Dos días después, mi líder de distrito, el élder Gallafent, me llamó por teléfono y me dijo que al día siguiente quería hacer un cambio entre compañeros. Ese día por la mañana, mi compañero y yo tomamos el autobús para Southampton, donde nos reunimos con el élder Gallafent y su compañero, el élder Langston. El élder Langston y yo emprendimos la tarea de ir de puerta en puerta para hablar con la gente, mientras que los otros dos regresaban a Winchester.
La mañana transcurría sin mayores incidencias, hasta que llamamos a cierta puerta poco antes del almuerzo. La mujer que nos abrió era una vecina que estaba de visita. No tardamos en descubrir que la mujer que vivía allí estaba en la sala de estar, al alcance de mi voz.
Cuando dije que éramos misioneros de La Iglesia de Jesucristo de los Santos de los Últimos Días, la mujer de la sala de estar nos gritó que era de otra religión, que lo sabía todo de los “mormones” y que no tenía interés en aprender más.
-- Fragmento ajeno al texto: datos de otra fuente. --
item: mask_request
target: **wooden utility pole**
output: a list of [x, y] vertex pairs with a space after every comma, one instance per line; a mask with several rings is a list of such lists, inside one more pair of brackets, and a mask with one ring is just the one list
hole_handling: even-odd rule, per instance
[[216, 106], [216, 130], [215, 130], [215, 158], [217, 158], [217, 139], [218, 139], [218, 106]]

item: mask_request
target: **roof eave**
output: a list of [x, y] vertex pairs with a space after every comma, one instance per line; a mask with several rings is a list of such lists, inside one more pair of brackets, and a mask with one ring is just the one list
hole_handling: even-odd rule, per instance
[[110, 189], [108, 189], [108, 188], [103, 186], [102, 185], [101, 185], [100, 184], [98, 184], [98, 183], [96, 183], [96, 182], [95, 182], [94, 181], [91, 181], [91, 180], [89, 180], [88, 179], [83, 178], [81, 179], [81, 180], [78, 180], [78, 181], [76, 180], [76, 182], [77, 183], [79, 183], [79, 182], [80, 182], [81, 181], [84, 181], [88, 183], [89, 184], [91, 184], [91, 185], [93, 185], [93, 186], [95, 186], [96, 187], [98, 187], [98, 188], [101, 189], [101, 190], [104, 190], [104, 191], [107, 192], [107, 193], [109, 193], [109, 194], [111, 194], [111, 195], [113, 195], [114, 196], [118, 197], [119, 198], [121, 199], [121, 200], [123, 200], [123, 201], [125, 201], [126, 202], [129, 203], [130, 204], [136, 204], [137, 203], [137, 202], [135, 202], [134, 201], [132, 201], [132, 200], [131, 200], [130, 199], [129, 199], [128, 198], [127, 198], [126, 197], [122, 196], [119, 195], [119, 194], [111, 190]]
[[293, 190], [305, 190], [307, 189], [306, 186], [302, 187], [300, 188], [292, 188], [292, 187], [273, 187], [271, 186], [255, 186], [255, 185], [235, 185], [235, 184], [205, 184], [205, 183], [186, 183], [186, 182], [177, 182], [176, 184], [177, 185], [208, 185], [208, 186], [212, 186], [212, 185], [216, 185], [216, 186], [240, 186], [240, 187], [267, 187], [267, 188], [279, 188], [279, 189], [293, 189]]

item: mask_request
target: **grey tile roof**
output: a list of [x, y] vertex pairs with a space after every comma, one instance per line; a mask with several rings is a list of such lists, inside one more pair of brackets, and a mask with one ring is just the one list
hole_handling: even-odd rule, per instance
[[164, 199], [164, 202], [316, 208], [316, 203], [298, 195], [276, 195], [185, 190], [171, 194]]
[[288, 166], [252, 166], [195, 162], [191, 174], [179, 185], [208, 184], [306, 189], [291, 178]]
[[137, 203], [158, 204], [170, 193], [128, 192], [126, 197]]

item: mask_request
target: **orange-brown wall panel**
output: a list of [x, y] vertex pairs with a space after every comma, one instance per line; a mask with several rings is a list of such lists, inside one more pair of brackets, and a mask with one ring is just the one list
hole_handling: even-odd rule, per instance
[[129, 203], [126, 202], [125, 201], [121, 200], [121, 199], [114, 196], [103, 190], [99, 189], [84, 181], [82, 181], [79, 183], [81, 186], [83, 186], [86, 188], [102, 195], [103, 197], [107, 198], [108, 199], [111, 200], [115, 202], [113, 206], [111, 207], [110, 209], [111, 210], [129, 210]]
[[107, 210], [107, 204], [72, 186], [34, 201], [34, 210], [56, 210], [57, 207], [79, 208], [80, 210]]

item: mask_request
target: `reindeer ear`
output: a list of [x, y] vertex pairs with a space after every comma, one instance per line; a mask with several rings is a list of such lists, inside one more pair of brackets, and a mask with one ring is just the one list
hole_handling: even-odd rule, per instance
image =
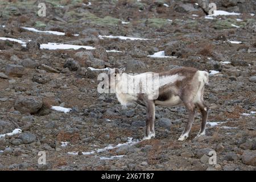
[[107, 67], [108, 68], [108, 74], [110, 73], [110, 68]]
[[122, 73], [122, 72], [125, 71], [125, 67], [122, 67], [119, 69], [118, 69], [118, 72], [119, 73]]

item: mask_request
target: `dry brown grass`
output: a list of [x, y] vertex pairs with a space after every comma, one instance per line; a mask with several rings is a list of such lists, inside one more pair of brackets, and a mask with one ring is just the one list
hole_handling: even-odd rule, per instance
[[213, 51], [213, 46], [210, 44], [203, 45], [203, 48], [199, 51], [199, 53], [205, 56], [210, 56]]

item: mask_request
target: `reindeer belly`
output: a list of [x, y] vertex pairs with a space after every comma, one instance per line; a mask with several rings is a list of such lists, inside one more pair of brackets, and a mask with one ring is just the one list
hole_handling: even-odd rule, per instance
[[180, 97], [173, 95], [169, 98], [167, 98], [166, 100], [158, 99], [155, 100], [155, 104], [165, 106], [171, 106], [180, 104], [181, 103], [181, 101]]

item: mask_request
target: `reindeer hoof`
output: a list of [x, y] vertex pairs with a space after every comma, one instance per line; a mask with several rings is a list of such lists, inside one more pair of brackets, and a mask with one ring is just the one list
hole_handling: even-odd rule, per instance
[[151, 139], [152, 137], [154, 138], [155, 136], [155, 132], [150, 132], [149, 134], [147, 136], [145, 136], [143, 137], [143, 140], [149, 140]]
[[180, 136], [180, 138], [179, 138], [178, 141], [184, 141], [187, 139], [187, 138], [188, 138], [188, 135], [181, 135]]
[[195, 138], [197, 138], [201, 136], [205, 136], [205, 132], [202, 132], [202, 133], [199, 133], [199, 134], [197, 134], [197, 135], [196, 135], [196, 136]]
Cuando le contesté que todos debieran tener interés en saber de la existencia de un profeta actual en la tierra, ella gritó: “¡Nada de eso! ¡Ya no hay profetas en la tierra! Jesucristo fue el último profeta”.
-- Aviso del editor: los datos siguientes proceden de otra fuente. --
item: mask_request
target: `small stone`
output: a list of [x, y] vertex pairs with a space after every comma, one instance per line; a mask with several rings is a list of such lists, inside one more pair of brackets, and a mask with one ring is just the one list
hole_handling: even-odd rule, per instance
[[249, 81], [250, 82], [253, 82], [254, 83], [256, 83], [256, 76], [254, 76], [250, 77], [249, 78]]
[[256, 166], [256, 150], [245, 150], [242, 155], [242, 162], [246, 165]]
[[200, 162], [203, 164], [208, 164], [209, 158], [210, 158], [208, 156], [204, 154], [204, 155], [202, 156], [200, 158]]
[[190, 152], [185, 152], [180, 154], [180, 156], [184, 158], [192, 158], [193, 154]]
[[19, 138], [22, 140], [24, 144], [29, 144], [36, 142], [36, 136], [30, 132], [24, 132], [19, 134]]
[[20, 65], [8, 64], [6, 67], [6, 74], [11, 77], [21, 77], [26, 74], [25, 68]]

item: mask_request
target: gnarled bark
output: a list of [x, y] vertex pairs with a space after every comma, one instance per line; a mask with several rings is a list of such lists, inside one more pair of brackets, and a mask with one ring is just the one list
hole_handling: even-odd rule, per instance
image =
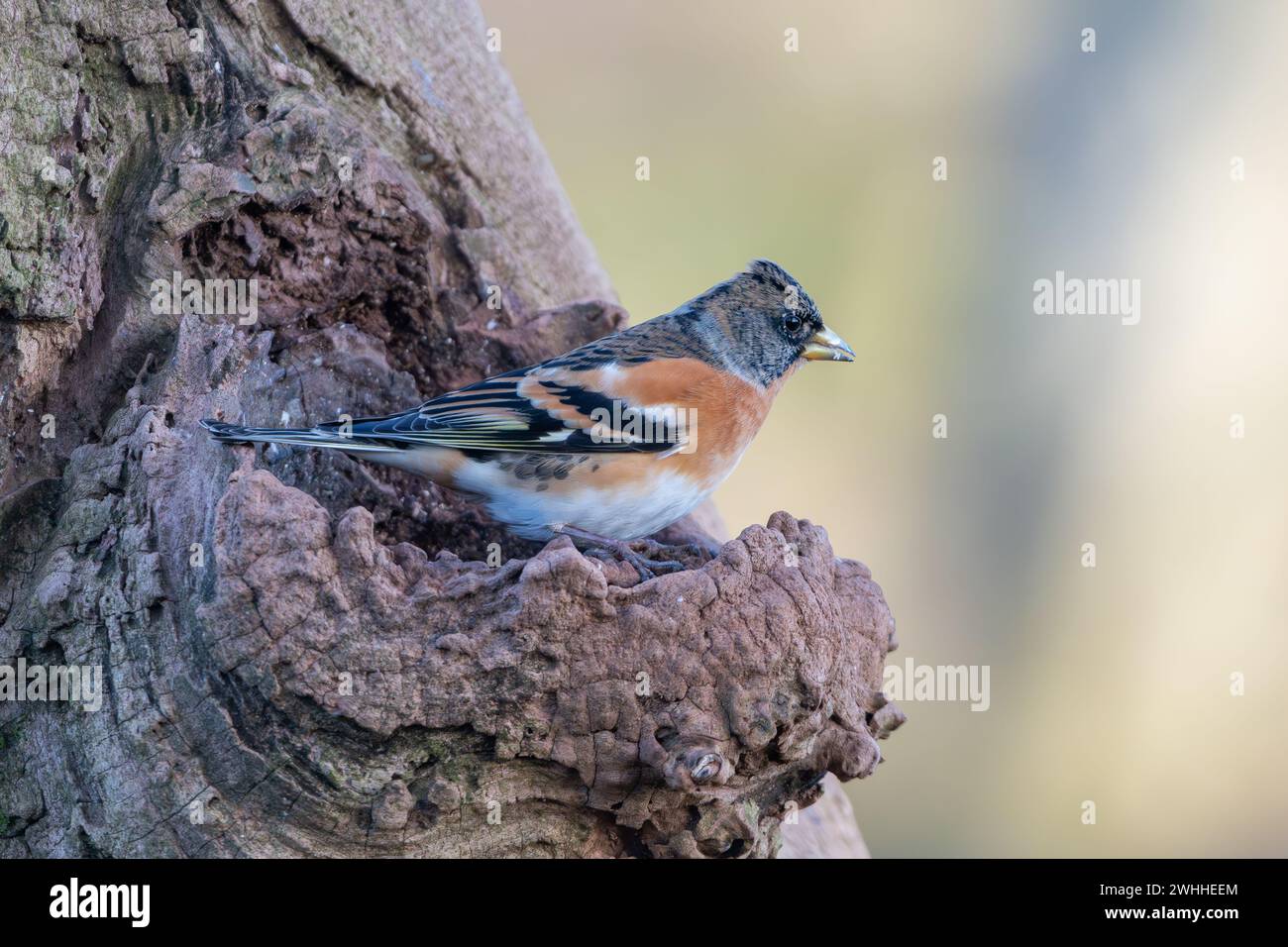
[[[478, 12], [357, 9], [0, 0], [0, 664], [107, 678], [98, 713], [0, 702], [0, 854], [772, 854], [902, 719], [820, 528], [640, 585], [196, 428], [625, 322]], [[258, 321], [166, 312], [174, 273], [255, 280]]]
Entonces sucedió algo extraño. Vino una pregunta a mi mente: “¿Y Agabo?”.
Dije inmediatamente: “¿Y Agabo?”. Se produjo una larga pausa, tras lo cual la mujer preguntó: “¿Quién es Agabo?”.
“Un profeta que vivió después de Cristo y que profetizó que se produciría una hambruna”, le dije.
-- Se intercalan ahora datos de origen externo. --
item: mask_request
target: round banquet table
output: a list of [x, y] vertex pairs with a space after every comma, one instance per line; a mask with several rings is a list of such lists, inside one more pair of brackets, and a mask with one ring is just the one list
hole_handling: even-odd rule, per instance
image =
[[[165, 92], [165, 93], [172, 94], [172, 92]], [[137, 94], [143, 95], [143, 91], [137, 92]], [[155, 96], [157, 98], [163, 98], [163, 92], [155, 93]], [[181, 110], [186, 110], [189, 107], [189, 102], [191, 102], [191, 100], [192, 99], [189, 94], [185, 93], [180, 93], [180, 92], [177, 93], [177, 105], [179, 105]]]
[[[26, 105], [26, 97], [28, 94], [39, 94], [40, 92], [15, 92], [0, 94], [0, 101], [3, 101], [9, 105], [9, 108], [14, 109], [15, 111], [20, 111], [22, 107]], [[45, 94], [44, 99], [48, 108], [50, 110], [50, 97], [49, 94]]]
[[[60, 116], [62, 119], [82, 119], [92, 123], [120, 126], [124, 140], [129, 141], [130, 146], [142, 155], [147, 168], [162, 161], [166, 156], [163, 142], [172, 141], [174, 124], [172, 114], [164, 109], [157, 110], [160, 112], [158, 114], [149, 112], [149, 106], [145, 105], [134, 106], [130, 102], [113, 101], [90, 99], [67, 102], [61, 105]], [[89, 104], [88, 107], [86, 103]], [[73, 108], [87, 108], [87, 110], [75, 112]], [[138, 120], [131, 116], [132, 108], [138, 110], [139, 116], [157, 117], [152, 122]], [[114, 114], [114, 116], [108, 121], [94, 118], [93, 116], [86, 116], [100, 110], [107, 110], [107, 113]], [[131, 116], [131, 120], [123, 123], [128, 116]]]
Ella me preguntó: “¿Dónde ha leído eso? ¿En su Biblia Mormona?”.
“No”, le contesté. “En Hechos, capítulo 11, versículo 28”.
“Muéstremelo”, dijo una voz escéptica. La vecina nos dejó pasar y el élder Langston y yo nos adentramos por un pequeño pasillo hasta la sala de estar, donde una mujer de unos 40 años estaba sentada en el sofá.
Busqué la referencia y le entregué la Biblia. Cuando terminó de leer, no sabía qué decir. Le hablé del profeta actual que había en esa época, el presidente David O. McKay (1873–1970) y le testifiqué del profeta José Smith. El Espíritu era tan intenso que sabía que ella podía percibirlo.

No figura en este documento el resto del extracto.